Baseline quality assessment:
At baseline, we will evaluate aspects of quality of care, clinical decision making, and costs of seeking consultation for primary care in conventional care (at 80 health facilities) vs. digital health services (through Babyl).
o We capture levels of quality of care through standardized patients ("mystery shoppers" or "fake patients"), who are individuals recruited locally and trained to portray three different conditions. SPs have been extensively trained to present their condition in the same way (same description of their symptoms, backstory, and answers to questions by the provider).
o These conditions were selected to reflect different aspects of quality of care, and to measure potential under- and over-treatment.
o In addition to the three medical conditions, we layer two additional experiments to assess clinical decision making across platforms.
First, while presenting the same conditions, patients may suggest to the provider that they may have the correct condition, an incorrect condition, or make no suggestion.

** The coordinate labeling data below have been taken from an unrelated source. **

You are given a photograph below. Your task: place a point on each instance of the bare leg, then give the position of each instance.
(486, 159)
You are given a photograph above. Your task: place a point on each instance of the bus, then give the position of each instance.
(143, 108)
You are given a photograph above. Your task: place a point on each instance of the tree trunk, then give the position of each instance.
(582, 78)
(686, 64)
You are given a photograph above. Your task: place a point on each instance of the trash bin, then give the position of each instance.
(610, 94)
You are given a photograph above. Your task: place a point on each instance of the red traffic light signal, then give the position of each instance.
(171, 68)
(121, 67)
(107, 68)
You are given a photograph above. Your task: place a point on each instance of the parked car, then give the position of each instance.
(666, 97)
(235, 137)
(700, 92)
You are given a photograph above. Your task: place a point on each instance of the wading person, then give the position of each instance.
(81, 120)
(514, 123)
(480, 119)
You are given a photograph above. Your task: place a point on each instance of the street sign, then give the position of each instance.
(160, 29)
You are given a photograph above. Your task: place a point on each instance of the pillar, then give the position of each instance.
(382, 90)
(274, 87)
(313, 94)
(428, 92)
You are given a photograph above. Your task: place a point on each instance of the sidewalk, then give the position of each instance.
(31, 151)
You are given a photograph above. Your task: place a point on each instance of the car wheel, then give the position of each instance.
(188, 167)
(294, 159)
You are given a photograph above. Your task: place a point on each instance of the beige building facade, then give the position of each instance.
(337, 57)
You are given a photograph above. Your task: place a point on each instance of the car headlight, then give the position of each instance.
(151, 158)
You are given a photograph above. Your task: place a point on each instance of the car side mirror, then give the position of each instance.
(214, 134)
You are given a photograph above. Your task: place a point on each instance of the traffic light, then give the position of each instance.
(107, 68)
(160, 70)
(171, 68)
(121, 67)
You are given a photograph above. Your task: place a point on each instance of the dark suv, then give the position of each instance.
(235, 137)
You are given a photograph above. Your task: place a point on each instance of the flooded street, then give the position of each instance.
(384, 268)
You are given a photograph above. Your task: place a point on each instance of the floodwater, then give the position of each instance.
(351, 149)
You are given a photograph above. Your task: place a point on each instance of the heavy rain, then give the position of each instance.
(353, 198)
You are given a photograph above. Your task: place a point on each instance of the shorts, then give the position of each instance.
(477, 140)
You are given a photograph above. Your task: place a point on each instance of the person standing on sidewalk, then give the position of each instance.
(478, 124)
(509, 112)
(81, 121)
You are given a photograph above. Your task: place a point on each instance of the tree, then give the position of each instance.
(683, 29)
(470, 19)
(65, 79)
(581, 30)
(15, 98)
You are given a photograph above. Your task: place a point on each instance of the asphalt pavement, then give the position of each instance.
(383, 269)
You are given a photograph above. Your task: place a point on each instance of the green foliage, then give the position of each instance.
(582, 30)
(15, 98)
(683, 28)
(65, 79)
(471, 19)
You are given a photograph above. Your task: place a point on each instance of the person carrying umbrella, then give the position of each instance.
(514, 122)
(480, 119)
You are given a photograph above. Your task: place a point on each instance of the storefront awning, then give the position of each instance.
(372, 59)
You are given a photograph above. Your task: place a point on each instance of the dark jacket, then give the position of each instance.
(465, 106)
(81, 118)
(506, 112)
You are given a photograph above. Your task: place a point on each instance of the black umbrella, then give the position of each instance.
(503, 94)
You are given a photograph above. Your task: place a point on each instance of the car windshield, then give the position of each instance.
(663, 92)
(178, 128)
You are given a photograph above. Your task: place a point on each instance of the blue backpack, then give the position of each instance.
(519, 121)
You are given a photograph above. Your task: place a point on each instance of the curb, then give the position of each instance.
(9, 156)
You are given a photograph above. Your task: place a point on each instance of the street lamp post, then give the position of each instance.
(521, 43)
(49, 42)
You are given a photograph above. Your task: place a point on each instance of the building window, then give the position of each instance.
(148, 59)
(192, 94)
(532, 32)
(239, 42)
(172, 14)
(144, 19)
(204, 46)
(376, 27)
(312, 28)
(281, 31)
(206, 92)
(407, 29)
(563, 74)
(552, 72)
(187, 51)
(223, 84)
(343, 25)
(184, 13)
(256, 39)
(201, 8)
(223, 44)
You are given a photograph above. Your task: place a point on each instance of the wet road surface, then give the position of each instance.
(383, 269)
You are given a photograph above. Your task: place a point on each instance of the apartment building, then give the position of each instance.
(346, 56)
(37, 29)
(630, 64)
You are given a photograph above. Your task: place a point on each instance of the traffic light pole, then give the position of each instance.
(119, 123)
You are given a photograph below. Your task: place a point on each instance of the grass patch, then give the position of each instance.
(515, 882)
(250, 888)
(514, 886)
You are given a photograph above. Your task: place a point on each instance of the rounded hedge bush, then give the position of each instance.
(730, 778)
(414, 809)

Second, patients may request an unnecessary prescription after the end of the interaction.
o Outcomes captured by the standardized patients through an exit questionnaire given to them after the interaction with providers' include: history questions asked by the provider, laboratory tests ordered, medicines dispensed or prescribed, and referrals made.
o We will also explore variation across SP gender, age, and insurance status (majority covered by the community-based health insurance, but some paying out of pocket), as well as day and time of the visit.
o To control for differences across providers in Babyl vs. conventional care, we will also field a provider survey after the SP fieldwork. This will include measures of providers’ clinical experience, knowledge of treatment for the SP conditions, caseload, burnout, altruism towards patients, personality characteristics, and attitudes about the pandemic and telemedicine.